Das illegale BTC-Mining-Duo teilt sich eine 14-jährige Haftstrafe, da die Mining-Schwierigkeit nahe dem Allzeithoch liegt

China hat keine Mühen gescheut, um mit Nutzern umzugehen, die an illegalen Bitcoin-Mining-Aktivitäten beteiligt sind. Kürzlich wurden zwei Männer in der Provinz Heilongjiang zu hohen Haftstrafen verurteilt, wenige Wochen nachdem ein bekannter Industriebetreiber mit einer Millionenstrafe belegt worden war.
Inmitten all dieser Dramatik ist die Schwierigkeit beim $BTC-Mining auf einem Allzeithoch geblieben, und die Branche hat mit scharfen Kehrtwendungen reagiert, während scharfsinnige Tricks von den Behörden in China und den Embargogebieten in Russland hart bestraft werden.

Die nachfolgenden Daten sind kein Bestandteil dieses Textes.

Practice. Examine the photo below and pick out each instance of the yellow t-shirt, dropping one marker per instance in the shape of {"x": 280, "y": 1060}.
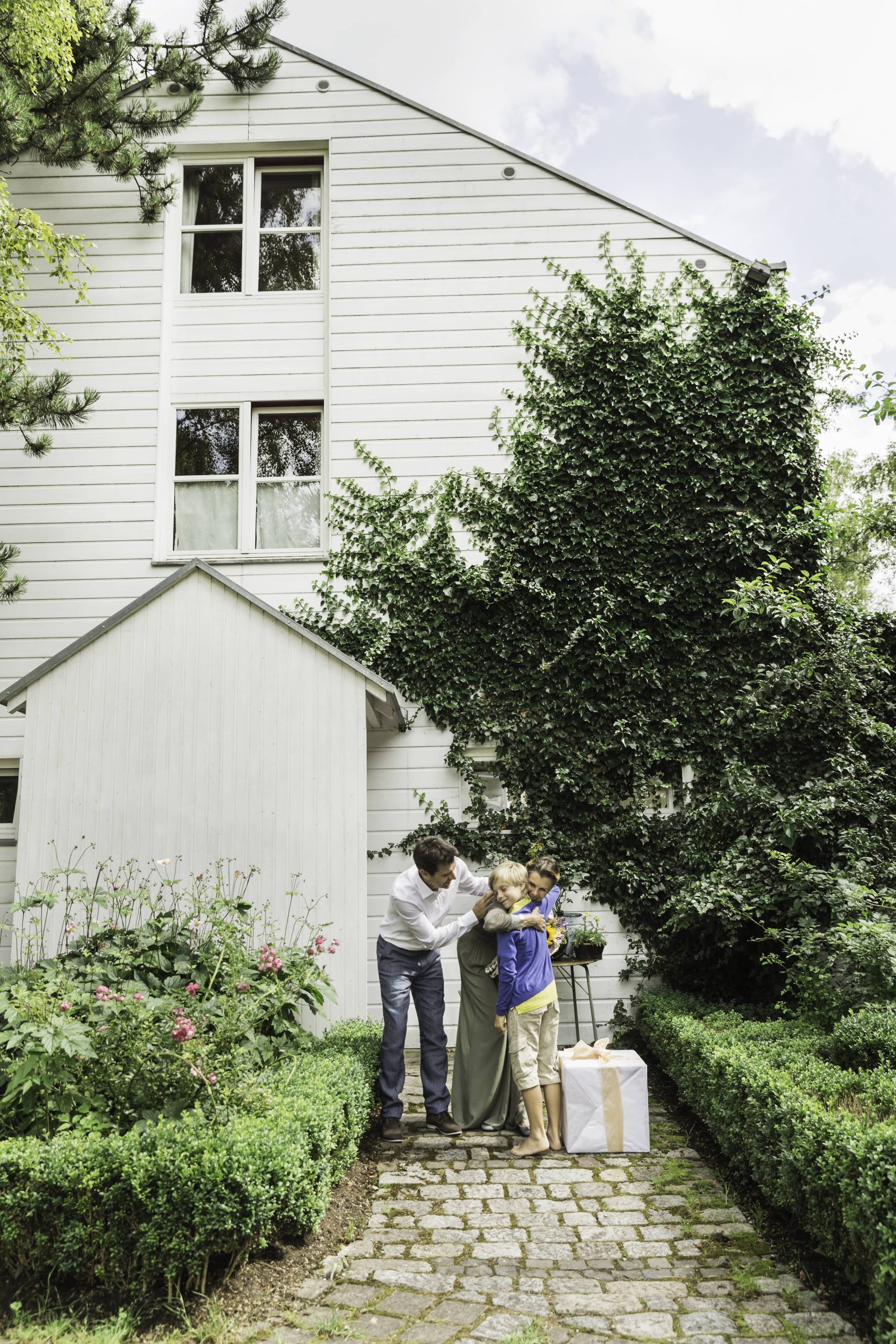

Provinz Heilongjiang verurteilt Duo zu 14 Jahren Haft
Chinas Beamte gehen hart gegen Untergrund-Bitcoin-Miner in der Region vor und verhängen zwei Männer in der Provinz Heilongjiang wegen Stromdiebstahls zu mehr als einem Jahrzehnt Gefängnis.
Berichten zufolge haben der Rädelsführer Zhang und ein weiterer namens Zhao im September 2024 illegal das Stromnetz eines Ölfelds angezapft. Sie nutzten diesen Strom, um 24 Bitcoin-Mining-Maschinen in einem verlassenen Schweinestall zu betreiben und große Mengen Strom kostenlos umzuleiten.
Chinesische Gerichte befanden sie des illegalen Stromdiebstahls und anderer Straftaten im Zusammenhang mit illegalem Krypto-Mining für schuldig. Dem Duo droht eine gemeinsame Haftstrafe von 14 Jahren, wobei Zhang als Haupttäter den Löwenanteil der Haftstrafe erhält.
Das Urteil steht im Einklang mit der Nulltoleranz Chinas für solche Fälle und soll als Abschreckung für andere im Land dienen, die dasselbe tun.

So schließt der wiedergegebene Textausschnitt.